As this is an introductory course, we will focus on breadth over the field of ML, but this will still require significant cognitive effort on your part. The ideal candidate for this course is an upper-level undergraduate or beginning graduate student comfortable with some mathematical techniques and a solid grounding in programming. Maths that will prove useful are: statistics, probability, calculus, and linear algebra. We will review some of the essential topics, and the only explicit requirements are previous coursework of (COMP 15) and (COMP/MATH 22 or 61) or (consent of instructor). Comp 160 is highly recommended.

Class Times:

Tu, Th 10:30AM - 11:45AM
Tisch Library, 304-Auditorium

Instructor:

Kyle Harrington kyle@eecs.tufts.edu
Office Hours: By appointment

Teaching Assistants:

Sepideh Sadeghi, sepideh.sadeghi@tufts.edu
Office Hours: Mon noon-1pm, Fri 10am-noon,
Location for Office Hours: Halligan 121

Hao Cui, Hao.Cui@tufts.edu
Office Hours: Tue 4:30-5:30 pm, Thu 4:30-5:30 pm,
Location for Office Hours: Halligan 121

Grading

Written homework assignments (20%)
Quizzes (20%)
In-class midterm exam (20%): March 17
Final project (40%)

Rules for late submissions:

All work must be turned in on the date specified. Unless there is a last minute emergency, please notify Kyle Harrington of special circumstances at least two days in advance.

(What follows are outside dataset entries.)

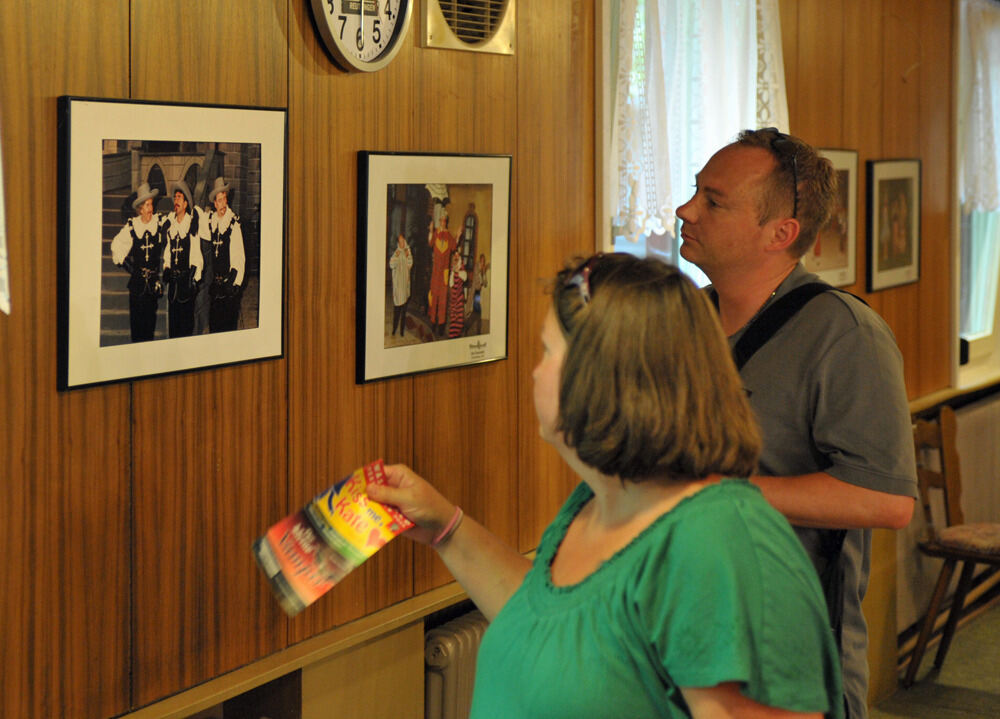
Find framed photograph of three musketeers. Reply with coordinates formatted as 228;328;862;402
357;152;511;383
58;96;288;390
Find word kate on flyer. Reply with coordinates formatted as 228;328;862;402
253;460;413;616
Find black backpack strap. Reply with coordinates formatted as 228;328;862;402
733;282;834;370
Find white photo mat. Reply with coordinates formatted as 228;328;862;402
59;97;287;389
357;152;511;383
867;159;921;292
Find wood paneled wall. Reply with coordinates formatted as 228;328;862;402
0;0;951;717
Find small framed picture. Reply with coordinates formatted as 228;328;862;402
357;152;511;383
802;149;858;287
868;160;920;292
58;96;287;389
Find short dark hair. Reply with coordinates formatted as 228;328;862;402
734;127;837;257
553;253;761;481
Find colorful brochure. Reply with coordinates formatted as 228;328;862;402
253;460;413;616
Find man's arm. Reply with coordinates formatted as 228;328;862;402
681;682;822;719
750;472;914;529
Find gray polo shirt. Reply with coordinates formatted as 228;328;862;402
729;265;917;719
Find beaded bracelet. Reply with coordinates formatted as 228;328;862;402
431;504;465;549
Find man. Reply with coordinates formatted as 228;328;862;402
163;180;209;337
677;128;916;719
111;182;166;342
208;177;246;332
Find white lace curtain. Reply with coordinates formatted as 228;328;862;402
608;0;788;250
956;0;1000;212
957;0;1000;339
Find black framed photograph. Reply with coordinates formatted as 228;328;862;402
867;160;920;292
357;152;511;383
802;149;858;287
58;96;287;389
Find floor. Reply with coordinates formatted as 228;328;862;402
870;605;1000;719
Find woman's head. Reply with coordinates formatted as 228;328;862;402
553;253;760;480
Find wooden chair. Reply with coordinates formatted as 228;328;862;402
903;407;1000;687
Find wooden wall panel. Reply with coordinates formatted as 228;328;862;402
878;0;924;393
412;38;524;592
0;0;131;717
843;0;883;312
125;0;287;706
511;1;597;550
287;3;414;640
913;2;957;397
782;0;845;147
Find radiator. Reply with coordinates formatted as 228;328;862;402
424;611;488;719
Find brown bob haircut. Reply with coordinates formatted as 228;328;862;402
553;253;761;481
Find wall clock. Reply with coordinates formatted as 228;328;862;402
310;0;414;72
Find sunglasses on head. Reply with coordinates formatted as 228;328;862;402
563;252;604;304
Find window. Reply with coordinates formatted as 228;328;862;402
599;0;788;283
956;0;1000;384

If you aren't done by the due date, then turn in what you have finished for partial credit.

Collaboration

On homework assignments and projects: Discussion about problems and concepts is great. Each assignment must be completed by you and only you, and is expected to be unique. Code should be written by you; writeups should be written by you. If you have collaborated (helping or being helped), just say so. There is no harm in saying so.

On quizzes and exams: no collaboration is allowed.

Failure to follow these guidelines may result in disciplinary action for all parties involved. For this and other issues concerning academic integrity please consult the booklet available from the office of the Dean of Student Affairs.

Tentative List of Topics

Supervised Learning basics: nearest neighbors, decision trees, linear classifiers, and simple Bayesian classifiers; feature processing and selection; avoiding over-fitting; experimental evaluation.
Unsupervised learning: clustering algorithms; generative probabilistic models; the EM algorithm; association rules.
Theory: basic PAC analysis for classification.
More supervised learning: neural networks; backpropagation; dual perceptron; kernel methods; support vector machines.
Additional topics selected from: active learning; aggregation methods (boosting and bagging); time series models (HMM); reinforcement learning

Reference Material

We will use a mixture of primary research materials, portions of texts, and online sources. Required reading material will be listed as such. The following is a list of recommended reference material.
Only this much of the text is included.